The prequels paint Vader's actions in the OT in a new light, and make him a more sympathetic character, without diminishing his threat as a villain (Lucas tries to claim that the Vader of A New Hope is actually "pathetic" in a commentary, and, okay, he is Tarkin's attack dog, but he's a fucking terrifying attack dog). Weekend at Yoda's tries to do that with Kylo, but it hasn't earned an iota of it: Luke had a wildly out-of-character moment and so Kylo decided to join the Dark Side Club, apparently. That's all the explanation we get because fuck you Rian Johnson.

Then he killed his dad so he could join the Dark Side Club. What the fuck. What the FUCK. Anakin killed Padme because he had already fallen to the Dark Side. He was given the opportunity run away with her, to save her life at the expense of the rest of the galaxy - a choice he had already made when he cut off Mace Windu's arm - but he slipped into full-on Dark Side mode and accidentally murdered her. (Don't give me this "lost the will to live" bullshit, please. I fully buy into the theory that Crispy!Vader, lying on that operating table, unconsciously stole Padme's life force to keep himself alive long enough to get into the suit.) Snoke treats the murder of Han Solo as a rite of passage or some bullshit - that's why I call it the Dark Side Club. Kylo doesn't kill Han - well, first of all, he doesn't kill Han at all because this fucking horse cacky is not canon la la la I can't hear you. Kylo doesn't kill Han because he's consumed by the Dark Side and not in control of his actions; Kylo kills Han because some fucking douchebag Gollum hologram told him to. Fucking hell, the Emperor told Luke to kill his father, and Luke didn't do it. Hell, the Emperor's gloating basically snapped Luke out of his murder rage. I get that unlike Kylo, Luke didn't want to join the Dark Side Club. Which again raises the question of why Kylo wanted to join the Dark Side Club, a question we don't know the answer to because Rian. Moving on.

What you needed to do, if you wanted Kylo to be sympathetic/redeemable, was have another, better villain. A Palpatine or a Tarkin. But we have Supreme Leader Gollum and General Fux.

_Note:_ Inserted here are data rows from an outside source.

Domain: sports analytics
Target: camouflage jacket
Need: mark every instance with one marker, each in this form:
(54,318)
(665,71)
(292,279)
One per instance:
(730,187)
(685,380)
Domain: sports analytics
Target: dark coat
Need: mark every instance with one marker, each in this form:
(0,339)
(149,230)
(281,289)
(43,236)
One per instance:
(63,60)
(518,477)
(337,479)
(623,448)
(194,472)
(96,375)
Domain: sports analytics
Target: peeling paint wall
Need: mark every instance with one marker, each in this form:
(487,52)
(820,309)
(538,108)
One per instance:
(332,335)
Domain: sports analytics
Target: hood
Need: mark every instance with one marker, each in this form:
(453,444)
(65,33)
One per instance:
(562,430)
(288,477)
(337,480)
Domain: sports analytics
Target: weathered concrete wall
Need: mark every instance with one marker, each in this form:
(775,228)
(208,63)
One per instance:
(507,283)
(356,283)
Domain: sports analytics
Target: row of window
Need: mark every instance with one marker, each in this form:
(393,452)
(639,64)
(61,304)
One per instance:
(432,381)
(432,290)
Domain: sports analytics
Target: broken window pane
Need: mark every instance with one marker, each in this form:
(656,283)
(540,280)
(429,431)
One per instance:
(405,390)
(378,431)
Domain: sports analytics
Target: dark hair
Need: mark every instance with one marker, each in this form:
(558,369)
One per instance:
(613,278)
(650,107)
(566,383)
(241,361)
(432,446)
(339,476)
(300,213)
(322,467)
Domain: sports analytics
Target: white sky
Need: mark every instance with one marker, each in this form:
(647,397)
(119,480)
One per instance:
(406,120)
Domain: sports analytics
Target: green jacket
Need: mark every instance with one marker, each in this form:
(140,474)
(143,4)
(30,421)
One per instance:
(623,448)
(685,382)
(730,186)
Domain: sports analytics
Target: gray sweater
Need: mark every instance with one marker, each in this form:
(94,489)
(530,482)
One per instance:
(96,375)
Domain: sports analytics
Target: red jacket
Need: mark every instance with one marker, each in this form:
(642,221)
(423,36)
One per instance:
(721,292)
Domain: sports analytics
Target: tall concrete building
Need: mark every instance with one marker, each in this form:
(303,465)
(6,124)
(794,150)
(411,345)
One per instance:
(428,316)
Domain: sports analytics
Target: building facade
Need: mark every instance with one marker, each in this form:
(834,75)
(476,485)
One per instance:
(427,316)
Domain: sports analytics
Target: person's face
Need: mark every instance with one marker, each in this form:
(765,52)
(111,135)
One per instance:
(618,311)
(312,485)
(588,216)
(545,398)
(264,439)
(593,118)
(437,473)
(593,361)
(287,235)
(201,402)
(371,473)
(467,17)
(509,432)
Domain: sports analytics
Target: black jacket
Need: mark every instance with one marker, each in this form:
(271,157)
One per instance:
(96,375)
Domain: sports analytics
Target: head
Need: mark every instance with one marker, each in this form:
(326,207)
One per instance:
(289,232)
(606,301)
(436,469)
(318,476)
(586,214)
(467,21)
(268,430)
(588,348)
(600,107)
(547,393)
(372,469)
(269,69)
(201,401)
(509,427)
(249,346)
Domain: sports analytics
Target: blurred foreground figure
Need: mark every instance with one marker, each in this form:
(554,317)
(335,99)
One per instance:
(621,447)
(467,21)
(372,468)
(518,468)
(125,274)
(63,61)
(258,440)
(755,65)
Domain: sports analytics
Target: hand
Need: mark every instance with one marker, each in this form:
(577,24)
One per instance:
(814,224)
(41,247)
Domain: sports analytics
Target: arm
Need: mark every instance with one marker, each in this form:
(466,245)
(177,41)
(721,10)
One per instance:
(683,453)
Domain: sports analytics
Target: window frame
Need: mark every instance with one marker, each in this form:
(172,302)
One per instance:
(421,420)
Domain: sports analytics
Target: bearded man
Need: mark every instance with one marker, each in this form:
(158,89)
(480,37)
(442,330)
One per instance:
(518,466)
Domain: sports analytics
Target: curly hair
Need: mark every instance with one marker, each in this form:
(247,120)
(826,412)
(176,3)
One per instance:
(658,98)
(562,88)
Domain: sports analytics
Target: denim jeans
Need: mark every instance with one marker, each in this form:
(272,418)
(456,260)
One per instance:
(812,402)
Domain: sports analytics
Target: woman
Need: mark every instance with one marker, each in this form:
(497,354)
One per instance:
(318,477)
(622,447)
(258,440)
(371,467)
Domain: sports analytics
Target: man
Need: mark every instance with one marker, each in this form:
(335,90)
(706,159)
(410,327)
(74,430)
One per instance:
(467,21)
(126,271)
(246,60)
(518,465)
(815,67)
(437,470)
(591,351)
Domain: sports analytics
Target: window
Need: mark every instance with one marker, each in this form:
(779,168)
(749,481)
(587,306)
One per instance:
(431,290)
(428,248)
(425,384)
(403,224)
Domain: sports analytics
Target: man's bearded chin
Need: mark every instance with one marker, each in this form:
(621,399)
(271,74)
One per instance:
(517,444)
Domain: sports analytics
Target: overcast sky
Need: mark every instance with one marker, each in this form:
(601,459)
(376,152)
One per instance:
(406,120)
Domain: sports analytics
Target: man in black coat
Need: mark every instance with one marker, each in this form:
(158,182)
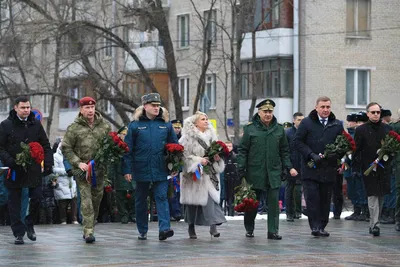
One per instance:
(21,126)
(316,131)
(368,139)
(293,184)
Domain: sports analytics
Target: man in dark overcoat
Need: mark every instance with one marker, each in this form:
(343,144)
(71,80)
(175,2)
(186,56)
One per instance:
(368,138)
(22,126)
(293,184)
(316,131)
(263,154)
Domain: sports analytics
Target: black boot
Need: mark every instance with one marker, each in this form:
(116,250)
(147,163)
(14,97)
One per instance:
(384,215)
(366,213)
(354,216)
(2,215)
(363,215)
(389,217)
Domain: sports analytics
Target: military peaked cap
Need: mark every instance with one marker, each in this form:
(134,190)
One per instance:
(266,104)
(151,98)
(87,100)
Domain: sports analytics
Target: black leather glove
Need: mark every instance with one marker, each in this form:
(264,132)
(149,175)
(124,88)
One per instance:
(316,158)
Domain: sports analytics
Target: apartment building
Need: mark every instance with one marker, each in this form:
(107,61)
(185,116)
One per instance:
(345,49)
(349,52)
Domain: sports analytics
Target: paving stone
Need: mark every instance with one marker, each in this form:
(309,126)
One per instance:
(116,244)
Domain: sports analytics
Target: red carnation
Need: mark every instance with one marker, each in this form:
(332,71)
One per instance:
(37,152)
(108,188)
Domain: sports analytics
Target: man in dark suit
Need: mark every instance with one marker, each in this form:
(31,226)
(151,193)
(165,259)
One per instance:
(293,184)
(22,126)
(316,131)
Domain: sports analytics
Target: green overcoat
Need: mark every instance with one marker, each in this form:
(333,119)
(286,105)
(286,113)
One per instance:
(263,154)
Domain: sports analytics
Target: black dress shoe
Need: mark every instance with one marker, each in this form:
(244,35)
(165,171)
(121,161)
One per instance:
(30,232)
(90,239)
(142,236)
(274,236)
(323,233)
(249,234)
(165,234)
(376,231)
(19,240)
(315,232)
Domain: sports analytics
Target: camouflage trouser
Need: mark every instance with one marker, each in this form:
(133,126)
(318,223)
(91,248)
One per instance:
(90,201)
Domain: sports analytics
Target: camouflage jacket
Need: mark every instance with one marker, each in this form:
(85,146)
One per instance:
(81,142)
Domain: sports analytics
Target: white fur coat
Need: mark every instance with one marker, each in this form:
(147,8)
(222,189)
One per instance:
(196,192)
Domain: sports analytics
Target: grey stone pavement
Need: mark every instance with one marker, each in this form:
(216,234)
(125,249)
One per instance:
(117,245)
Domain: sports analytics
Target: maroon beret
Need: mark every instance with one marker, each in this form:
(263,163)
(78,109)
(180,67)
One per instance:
(87,100)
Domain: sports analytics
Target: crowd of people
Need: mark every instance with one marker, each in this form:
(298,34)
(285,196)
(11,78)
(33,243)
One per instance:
(60,190)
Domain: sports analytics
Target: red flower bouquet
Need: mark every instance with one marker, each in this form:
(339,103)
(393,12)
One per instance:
(390,146)
(343,147)
(174,157)
(31,153)
(111,150)
(245,198)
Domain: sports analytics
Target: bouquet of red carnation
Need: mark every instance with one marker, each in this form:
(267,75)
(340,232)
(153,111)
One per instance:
(31,153)
(343,148)
(215,148)
(245,198)
(111,150)
(174,157)
(390,146)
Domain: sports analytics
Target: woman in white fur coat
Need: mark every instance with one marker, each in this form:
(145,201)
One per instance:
(201,197)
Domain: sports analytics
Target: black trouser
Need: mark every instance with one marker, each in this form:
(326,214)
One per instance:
(338,195)
(318,201)
(292,198)
(14,207)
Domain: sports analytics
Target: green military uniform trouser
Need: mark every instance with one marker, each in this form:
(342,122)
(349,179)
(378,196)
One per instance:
(90,201)
(397,216)
(273,212)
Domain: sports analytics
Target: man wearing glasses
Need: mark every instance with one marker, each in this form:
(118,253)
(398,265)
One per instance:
(368,139)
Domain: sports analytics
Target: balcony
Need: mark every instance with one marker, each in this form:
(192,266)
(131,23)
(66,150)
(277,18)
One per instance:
(152,58)
(269,43)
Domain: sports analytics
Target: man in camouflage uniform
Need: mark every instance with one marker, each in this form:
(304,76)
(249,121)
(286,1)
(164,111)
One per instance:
(80,144)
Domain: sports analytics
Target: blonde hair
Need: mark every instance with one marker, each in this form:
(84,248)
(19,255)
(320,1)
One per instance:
(197,116)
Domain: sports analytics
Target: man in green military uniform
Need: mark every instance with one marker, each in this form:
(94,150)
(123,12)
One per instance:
(80,144)
(263,154)
(396,127)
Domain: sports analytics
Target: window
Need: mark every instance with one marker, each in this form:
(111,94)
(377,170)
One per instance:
(68,48)
(76,92)
(107,47)
(4,11)
(184,92)
(358,18)
(45,50)
(209,98)
(28,53)
(211,25)
(267,14)
(274,78)
(183,31)
(357,88)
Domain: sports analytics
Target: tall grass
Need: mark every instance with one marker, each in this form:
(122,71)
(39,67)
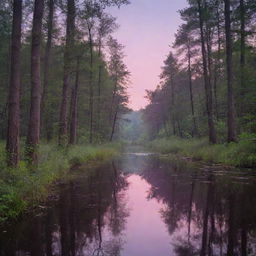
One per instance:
(24,187)
(240,154)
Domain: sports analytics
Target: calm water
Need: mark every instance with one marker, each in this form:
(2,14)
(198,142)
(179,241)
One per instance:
(140,205)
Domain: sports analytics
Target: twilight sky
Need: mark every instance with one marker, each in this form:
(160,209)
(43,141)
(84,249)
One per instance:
(147,29)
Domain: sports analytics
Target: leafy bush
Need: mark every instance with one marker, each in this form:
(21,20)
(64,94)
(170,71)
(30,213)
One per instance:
(22,187)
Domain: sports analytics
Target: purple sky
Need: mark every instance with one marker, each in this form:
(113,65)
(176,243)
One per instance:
(147,29)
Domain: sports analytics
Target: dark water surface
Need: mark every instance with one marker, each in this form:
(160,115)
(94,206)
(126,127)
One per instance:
(140,205)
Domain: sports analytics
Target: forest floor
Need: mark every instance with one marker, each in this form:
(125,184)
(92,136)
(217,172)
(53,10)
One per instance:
(24,188)
(239,154)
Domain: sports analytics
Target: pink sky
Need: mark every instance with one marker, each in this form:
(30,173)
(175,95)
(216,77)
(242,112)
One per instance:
(147,29)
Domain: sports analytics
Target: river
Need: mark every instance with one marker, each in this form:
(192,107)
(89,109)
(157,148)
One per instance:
(142,205)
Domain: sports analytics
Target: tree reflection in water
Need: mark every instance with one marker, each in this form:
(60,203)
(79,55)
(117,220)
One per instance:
(88,219)
(214,205)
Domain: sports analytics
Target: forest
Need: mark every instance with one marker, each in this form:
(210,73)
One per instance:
(64,98)
(63,82)
(208,85)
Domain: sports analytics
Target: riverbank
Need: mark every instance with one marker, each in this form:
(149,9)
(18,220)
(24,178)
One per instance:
(240,154)
(23,188)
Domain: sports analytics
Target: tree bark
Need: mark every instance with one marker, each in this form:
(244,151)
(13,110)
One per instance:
(12,144)
(99,86)
(209,105)
(114,124)
(242,51)
(91,87)
(47,56)
(34,121)
(194,131)
(73,123)
(231,104)
(70,30)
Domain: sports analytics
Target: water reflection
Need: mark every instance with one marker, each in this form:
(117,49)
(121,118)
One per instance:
(141,205)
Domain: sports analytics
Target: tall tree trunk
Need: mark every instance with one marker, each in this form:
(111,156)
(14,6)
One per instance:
(12,144)
(70,31)
(194,131)
(231,104)
(114,124)
(47,56)
(73,122)
(209,105)
(99,86)
(173,106)
(91,87)
(242,51)
(217,65)
(34,119)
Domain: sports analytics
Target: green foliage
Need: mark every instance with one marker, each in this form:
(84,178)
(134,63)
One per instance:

See, we didn't really have the notion of redeeming Vader until Return of the Jedi, which promptly stuck Emperor Palpatine front and center as a much more powerful threat than Vader himself. This is important, because without a physical threat, you're left with this metaphysical notion of saving someone from evil that doesn't play out nicely in a visual medium meant for children. Watching Kylo futz around, try to be evil but realizing his heart really wasn't in it, while being terrified of failing Darth Plagueis - that could have actually worked, but you didn't make the movie about him, you made it about MaRey Sue. Then you had Kylo murder Gollum without breaking a sweat. So now this emo dipshit is in charge of the Empire. What the fuck. What the fuck is keeping him on the Dark Side now? Luke is dead. Snoke is dead. Are we really supposed to pretend that Luke would have had so much trouble turning Vader if Palpatine had fucking died in the middle of the OT? "Luke, you can destroy the Emperor. He has forseen this." "Done, dad. Now what?" "Umm... podracing?"

Finally, let's just be clear about this: this fucking c*nt murdered Han Solo. Actual Star Wars fans don't want to see him redeemed, we want to see him fucking dead.

Fuck Weekend at Yoda's, fuck J.J. and Rian, and fuck Kylo Ren. I'm out.